The UIGEA was already understood not to modify the Wire Act as a legal matter because of its express statement that it shall not be construed “as altering, limiting or extending any Federal or State law or Tribal compact … prohibiting, permitting, or regulating gambling within the United States.” 31 U.S.C. § 5361(b). However, many in the industry took comfort from the UIGEA, believing that it set forth the “spirit” of Congress regarding intrastate gaming and “intermediate routing.” “Intermediate routing” is a term used for transmissions that travel between points in the same state but are routed intermediately out of the state.
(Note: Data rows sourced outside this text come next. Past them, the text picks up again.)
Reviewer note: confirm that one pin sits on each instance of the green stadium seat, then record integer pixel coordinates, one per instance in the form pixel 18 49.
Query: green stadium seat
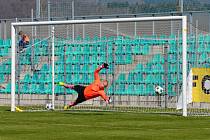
pixel 121 78
pixel 203 58
pixel 149 79
pixel 158 59
pixel 140 90
pixel 173 68
pixel 131 77
pixel 138 78
pixel 158 68
pixel 139 68
pixel 145 49
pixel 85 69
pixel 120 89
pixel 27 79
pixel 149 89
pixel 130 90
pixel 137 50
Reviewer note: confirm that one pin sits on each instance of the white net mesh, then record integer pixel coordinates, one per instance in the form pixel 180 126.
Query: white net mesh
pixel 142 55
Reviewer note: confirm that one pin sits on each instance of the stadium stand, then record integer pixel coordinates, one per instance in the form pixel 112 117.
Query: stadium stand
pixel 82 59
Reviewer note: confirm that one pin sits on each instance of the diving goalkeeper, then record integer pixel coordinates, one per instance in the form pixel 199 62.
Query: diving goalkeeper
pixel 91 91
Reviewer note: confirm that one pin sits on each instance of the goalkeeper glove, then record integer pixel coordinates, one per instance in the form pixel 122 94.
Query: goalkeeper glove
pixel 105 65
pixel 109 101
pixel 61 83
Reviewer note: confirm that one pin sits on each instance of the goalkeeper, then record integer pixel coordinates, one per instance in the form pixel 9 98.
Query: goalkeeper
pixel 91 91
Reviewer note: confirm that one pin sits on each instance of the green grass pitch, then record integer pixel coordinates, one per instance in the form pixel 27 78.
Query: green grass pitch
pixel 72 125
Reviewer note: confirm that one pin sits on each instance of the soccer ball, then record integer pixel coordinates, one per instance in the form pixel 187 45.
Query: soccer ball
pixel 158 90
pixel 49 106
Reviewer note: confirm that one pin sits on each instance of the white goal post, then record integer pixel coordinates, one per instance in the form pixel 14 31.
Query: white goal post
pixel 14 26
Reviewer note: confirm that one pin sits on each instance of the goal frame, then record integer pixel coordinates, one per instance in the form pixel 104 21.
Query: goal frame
pixel 112 20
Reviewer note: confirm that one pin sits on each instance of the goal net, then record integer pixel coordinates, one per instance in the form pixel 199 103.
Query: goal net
pixel 144 53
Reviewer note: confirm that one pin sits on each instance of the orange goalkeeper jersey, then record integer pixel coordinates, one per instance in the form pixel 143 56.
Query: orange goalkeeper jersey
pixel 93 89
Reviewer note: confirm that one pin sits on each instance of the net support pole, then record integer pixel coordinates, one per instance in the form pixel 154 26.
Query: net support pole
pixel 53 65
pixel 13 50
pixel 184 64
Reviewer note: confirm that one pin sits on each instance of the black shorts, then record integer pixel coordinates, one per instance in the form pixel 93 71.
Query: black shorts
pixel 80 90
The new DOJ opinion makes clear that taking comfort from the UIGEA’s intrastate wagering exception and/or “intermediate routing” language is unwarranted, and arguably raises the risk associated with “intermediate routing.”

There are factors that give rise to the likelihood of litigation during the DAG’s 90-day grace period in the form of plaintiffs seeking declaratory judgments that the 2019 DOJ opinion is wrong. In 2002, the U.S. Court of Appeals for the 5th Circuit held that the Wire Act applies only to sports betting (In Re: Mastercard International Inc. Internet Gambling Litigation), and in 2014, the U.S. Court of Appeals for the 1st Circuit, citing Mastercard, stated in dicta that the Wire Act applied only to sports betting (U.S. v. Lyons).